My first program using SWTOOLS VOS
Well, it's my first program using SWTOOLS VOS this time around.
So, I finished by first program using SWTOOLS. It is a simple directory lister, called l, that interprets all its arguments as as file specifications to search for using normal RMS wildcards, or used *.* if not arguments are specified. It only returns the files with the highest version number, does not include the device, directory, or version number in the output, and converts the filenames to lower case. It should only be used to list files in the current directory. I needed it because I do things like
and I don't want any version numbers to end up in the names of the archive members, and so on.
Rafor is much better than Fortran 77. And Fortran has even more footguns than C when it comes to using separately compiled functions and subroutines, with no notices that I'd passed things with the wrong type until I actually ran the program and got a register dump because of an access violation.
I was not able to include things from
SYS$LIBRARY:FORSYSDEF.TLB using the Fortran INCLUDE
statement in ratfor, since it has its own include keyword , so I
separated that part of the program into its own Fortran source file.

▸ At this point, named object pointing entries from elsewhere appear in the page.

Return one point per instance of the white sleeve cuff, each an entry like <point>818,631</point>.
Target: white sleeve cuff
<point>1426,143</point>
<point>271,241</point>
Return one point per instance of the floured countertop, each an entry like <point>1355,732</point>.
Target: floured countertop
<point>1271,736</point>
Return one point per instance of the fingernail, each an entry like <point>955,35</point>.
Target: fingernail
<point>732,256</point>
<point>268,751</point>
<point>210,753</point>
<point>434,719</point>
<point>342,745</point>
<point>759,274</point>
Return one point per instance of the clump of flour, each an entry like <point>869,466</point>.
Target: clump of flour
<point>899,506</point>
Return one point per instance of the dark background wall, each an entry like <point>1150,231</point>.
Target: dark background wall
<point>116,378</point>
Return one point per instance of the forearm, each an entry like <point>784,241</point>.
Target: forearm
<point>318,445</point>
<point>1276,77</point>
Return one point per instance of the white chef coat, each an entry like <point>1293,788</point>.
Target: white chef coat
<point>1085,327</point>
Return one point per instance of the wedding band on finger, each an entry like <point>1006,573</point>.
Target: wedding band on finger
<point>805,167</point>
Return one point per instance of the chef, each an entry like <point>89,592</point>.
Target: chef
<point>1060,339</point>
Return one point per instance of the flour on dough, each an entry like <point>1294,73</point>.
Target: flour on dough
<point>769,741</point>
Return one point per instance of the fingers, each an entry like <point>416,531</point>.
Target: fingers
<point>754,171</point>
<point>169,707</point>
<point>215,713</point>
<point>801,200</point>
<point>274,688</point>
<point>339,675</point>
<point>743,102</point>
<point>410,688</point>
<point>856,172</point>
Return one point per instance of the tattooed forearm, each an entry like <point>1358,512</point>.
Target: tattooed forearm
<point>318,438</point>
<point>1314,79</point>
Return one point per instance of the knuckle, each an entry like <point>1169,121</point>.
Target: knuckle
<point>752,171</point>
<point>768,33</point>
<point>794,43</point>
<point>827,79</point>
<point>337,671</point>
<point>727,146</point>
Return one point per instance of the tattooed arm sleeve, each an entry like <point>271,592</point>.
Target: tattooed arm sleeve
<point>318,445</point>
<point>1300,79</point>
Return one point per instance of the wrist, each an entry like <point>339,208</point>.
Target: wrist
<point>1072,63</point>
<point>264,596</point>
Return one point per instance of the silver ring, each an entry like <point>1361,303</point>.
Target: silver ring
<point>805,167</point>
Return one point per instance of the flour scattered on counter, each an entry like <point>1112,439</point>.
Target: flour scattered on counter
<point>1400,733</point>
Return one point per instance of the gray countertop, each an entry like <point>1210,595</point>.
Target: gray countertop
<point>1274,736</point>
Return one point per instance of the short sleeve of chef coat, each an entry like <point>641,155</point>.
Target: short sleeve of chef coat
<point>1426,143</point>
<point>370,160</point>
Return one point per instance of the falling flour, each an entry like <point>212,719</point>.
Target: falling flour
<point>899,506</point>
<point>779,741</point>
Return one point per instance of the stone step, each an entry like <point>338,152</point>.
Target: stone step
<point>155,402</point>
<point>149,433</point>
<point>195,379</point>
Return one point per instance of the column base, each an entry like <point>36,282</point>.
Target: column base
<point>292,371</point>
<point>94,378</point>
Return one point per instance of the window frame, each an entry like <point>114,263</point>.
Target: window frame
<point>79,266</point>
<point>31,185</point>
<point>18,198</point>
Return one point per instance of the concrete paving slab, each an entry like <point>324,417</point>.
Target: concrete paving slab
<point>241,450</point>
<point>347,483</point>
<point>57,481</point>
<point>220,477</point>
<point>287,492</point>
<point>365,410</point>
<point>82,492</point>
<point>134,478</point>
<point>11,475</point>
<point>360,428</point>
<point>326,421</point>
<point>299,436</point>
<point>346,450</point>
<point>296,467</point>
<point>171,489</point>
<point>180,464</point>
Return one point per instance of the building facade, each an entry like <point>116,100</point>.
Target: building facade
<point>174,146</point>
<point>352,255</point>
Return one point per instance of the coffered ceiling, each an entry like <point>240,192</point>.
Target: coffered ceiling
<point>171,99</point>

Because that file wasn't run through ratfor I couldn't use the
standard macro definitions, like STDERR, so when I wanted to output
the filesnames, I just wrote a ratfor subroutine that would print them
and called that from the Fortran subroutine. A little clunky, but it
worked.
Annoying, the fc command (which compiles *.f files to
objects) doesn't work when run under mmk, so I had to write
a command procedure dommk that does mmk/noact/out=tmp.com
and @tmp.com
to do the build. (I think this was somehow due to
having multiple levels of subprocesses: mmk's and
rc's.)
Anyway, the program ended up 48 lines of ratfor in three files and 84 lines of Fortran. The C program I started with was 170 lines (in one file), but doesn't work with the SWTOOLS shell's notions of I/O redirection.